ROANOKE TIMES

                         Roanoke Times
                 Copyright (c) 1995, Landmark Communications, Inc.

DATE: SUNDAY, March 1, 1992                   TAG: 9203020225
SECTION: EDITORIAL                    PAGE: E-2   EDITION: METRO 
SOURCE: 
DATELINE:                                 LENGTH: Medium


CHOICES POSED

THE GOOD NEWS is that American medical technology is devising even more wonder drugs:

The upcoming generation of biotechnological pharmaceuticals includes amazing advances in treatment for heart disease, cancer, neurological ailments and an assortment of other illnesses.

The bad news is that these new treatments will cost money, gobs of it.

An example is Centoxin, an experimental drug for potentially fatal sepsis infection - of which the United States has 400,000 cases yearly. It has been used to dramatic effect.

But it costs $3,000 to $4,000 a dose, and in two-thirds of cases it doesn't work. (Doctors don't know until they try it.)

Should hospitals have to lay in a supply of this costly medicine just to be sure? If they do, chalk up yet another boost in the overall costs.

Such technological advances are welcome: They can save and lengthen lives; they can bring relief from pain and disability. Countless sufferers can benefit.

But like the wonders that preceded them - organ transplants, heart bypasses, transplants, restored limbs - these developments are expensive. And they are becoming available at a time when the nation's health-care system already is staggering from skyrocketing costs and the effort to meet mounting demands.

The desire for good health care seems endless. But neither the resources nor the money to pay for care is unlimited. Every treatment cannot be available to everyone. If the health-care crisis is to be resolved, choices must be made.

Those choices will, in some cases, involve life or death. They also will involve decisions on how resources can best be used. Should $200,000 be spent on preventive care for (say) 1,000 mothers and infants, or on a bone-marrow cancer treatment to try saving one person's life?

When an insurer pays for costly treatments, this drives up the cost for others the company insures.
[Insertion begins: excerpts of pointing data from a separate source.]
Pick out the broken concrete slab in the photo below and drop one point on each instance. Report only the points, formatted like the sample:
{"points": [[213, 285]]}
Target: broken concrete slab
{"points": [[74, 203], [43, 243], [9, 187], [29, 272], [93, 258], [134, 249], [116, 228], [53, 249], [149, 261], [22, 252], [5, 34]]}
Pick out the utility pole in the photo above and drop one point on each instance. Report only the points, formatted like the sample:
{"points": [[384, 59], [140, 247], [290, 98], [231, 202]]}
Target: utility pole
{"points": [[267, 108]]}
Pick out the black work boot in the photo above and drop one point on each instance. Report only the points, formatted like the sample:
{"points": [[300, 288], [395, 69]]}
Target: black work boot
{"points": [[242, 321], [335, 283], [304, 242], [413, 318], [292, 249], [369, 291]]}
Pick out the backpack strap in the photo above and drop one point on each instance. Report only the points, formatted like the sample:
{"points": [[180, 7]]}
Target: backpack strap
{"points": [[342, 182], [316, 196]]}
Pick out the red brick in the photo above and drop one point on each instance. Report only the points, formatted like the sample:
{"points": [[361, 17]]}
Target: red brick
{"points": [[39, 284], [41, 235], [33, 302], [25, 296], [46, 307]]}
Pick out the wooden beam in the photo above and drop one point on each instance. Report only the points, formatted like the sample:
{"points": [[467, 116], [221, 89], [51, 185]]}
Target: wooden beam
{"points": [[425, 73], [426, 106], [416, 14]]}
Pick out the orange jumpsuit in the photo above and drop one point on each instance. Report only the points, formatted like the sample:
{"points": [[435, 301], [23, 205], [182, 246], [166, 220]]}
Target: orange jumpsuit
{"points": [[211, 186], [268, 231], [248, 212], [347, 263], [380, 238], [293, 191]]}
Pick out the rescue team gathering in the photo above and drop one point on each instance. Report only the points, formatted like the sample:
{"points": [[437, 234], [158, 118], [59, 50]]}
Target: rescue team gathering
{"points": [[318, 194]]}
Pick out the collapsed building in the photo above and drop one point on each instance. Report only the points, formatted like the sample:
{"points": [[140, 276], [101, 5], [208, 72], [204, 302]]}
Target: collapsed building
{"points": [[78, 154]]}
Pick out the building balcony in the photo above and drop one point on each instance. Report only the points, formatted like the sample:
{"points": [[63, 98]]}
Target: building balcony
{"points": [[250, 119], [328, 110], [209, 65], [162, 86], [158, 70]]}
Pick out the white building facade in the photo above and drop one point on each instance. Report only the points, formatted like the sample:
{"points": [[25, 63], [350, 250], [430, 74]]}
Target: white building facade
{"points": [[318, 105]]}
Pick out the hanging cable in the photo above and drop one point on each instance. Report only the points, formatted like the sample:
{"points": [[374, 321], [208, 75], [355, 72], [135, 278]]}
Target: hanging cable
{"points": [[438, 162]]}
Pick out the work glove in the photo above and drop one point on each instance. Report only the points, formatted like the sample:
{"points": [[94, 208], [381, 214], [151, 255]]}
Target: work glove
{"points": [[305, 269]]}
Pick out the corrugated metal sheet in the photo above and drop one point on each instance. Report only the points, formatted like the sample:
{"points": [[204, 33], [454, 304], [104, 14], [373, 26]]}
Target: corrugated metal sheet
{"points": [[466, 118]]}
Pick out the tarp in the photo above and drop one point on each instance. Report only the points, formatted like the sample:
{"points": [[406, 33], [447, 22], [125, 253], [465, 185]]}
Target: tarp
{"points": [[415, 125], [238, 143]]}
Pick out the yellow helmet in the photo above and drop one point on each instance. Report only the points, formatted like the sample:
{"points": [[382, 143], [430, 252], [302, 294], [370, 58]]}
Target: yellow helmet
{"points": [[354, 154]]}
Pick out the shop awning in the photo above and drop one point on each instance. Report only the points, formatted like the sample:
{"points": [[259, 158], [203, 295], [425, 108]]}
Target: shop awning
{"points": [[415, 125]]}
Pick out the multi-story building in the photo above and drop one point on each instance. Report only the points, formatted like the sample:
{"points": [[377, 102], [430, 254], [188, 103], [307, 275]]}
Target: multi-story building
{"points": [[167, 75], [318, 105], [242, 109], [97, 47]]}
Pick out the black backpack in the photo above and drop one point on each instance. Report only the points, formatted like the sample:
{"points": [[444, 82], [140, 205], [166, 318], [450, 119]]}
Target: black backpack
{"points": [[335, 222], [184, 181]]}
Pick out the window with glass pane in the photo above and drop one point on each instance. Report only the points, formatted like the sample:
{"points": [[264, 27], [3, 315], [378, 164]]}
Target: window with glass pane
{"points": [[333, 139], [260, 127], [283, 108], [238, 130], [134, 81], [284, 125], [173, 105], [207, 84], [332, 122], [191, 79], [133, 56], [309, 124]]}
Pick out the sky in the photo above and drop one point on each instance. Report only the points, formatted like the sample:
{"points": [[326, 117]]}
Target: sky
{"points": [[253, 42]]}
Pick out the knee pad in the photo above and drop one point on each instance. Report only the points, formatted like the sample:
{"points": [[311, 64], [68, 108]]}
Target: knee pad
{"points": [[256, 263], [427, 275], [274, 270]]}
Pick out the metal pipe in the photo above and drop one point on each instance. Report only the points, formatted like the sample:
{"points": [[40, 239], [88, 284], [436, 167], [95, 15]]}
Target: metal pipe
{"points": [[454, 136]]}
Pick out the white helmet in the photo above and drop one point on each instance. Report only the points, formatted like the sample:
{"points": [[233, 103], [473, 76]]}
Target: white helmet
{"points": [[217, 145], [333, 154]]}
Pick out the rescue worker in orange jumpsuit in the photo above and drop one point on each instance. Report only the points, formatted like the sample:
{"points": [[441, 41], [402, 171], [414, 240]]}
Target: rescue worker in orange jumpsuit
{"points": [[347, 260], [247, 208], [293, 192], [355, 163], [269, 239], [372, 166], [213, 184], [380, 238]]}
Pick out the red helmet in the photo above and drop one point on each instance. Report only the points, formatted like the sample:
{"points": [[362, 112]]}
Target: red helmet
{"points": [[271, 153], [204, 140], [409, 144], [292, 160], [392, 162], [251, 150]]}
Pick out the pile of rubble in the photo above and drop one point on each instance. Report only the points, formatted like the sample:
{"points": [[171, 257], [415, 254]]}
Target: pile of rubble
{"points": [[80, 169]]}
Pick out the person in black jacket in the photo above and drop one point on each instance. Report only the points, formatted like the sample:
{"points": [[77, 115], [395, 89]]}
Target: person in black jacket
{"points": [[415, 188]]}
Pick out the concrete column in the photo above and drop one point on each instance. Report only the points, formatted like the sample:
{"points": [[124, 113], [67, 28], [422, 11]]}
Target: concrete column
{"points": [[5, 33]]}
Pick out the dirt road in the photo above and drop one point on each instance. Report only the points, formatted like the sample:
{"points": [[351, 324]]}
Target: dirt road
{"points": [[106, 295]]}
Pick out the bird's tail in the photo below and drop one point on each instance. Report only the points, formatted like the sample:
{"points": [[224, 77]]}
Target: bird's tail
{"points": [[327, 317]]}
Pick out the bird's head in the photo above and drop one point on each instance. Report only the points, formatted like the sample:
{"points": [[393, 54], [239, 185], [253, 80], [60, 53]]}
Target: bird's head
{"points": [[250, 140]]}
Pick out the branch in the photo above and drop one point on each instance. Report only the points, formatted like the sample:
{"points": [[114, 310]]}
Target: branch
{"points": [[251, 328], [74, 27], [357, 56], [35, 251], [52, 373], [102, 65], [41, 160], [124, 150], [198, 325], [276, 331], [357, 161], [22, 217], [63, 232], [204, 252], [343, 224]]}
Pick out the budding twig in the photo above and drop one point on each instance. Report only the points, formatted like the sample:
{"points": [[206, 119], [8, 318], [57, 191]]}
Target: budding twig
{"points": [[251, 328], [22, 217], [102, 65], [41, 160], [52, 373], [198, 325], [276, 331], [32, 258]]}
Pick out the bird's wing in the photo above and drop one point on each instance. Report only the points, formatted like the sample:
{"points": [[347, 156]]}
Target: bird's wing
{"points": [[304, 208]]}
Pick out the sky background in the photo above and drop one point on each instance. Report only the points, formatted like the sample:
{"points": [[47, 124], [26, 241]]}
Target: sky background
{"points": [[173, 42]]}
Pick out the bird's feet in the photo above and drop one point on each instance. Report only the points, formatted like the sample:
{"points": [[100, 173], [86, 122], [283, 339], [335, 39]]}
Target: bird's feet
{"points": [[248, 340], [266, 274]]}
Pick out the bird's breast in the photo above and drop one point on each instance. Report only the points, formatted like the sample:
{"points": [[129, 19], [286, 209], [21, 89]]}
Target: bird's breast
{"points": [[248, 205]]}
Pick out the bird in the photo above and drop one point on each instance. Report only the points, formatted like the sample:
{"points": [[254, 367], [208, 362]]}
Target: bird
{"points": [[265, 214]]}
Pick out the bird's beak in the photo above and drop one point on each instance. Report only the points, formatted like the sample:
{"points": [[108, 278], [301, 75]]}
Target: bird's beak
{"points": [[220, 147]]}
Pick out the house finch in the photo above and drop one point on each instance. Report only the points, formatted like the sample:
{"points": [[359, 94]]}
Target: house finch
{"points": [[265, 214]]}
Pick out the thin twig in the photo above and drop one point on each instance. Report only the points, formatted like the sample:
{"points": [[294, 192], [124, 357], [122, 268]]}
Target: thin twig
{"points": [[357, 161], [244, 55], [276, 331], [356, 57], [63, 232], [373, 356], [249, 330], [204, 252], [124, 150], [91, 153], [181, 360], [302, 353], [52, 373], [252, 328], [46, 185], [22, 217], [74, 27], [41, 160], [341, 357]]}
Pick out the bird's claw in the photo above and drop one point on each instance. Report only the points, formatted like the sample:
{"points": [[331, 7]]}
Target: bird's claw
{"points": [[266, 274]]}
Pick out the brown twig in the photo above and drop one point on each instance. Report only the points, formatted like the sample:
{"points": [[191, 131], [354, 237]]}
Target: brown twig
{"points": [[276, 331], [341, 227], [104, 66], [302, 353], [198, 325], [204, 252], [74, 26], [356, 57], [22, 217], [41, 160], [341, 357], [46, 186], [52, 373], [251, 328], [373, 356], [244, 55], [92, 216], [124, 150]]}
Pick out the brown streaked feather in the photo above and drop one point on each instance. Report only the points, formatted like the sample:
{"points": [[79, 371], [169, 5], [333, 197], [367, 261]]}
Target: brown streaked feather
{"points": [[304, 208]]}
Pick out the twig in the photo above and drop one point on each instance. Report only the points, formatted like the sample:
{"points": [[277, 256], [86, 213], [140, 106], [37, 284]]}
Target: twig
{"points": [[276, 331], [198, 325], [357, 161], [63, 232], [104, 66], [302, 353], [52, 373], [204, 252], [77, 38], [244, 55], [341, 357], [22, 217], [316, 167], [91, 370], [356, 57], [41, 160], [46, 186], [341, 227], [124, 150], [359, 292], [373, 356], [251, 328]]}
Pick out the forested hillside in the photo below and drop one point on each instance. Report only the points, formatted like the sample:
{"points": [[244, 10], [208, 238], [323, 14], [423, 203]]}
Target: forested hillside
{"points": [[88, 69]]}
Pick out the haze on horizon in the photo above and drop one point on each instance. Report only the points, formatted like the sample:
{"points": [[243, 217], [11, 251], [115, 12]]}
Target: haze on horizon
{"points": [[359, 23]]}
If the cost mounts too high, some individuals and employers can no longer afford the insurance.

Some benefit. Some lose out - on basic kinds of care that can keep them working or head off more serious disorders.

Basic and preventive care should not be denied to any American. However it is financed, it could not include the costliest of treatments; that would, again, price it out of many people's reach.

But once basic care were assured, it would be comparatively cheaper to insure against illnesses that can cause financial catastrophe.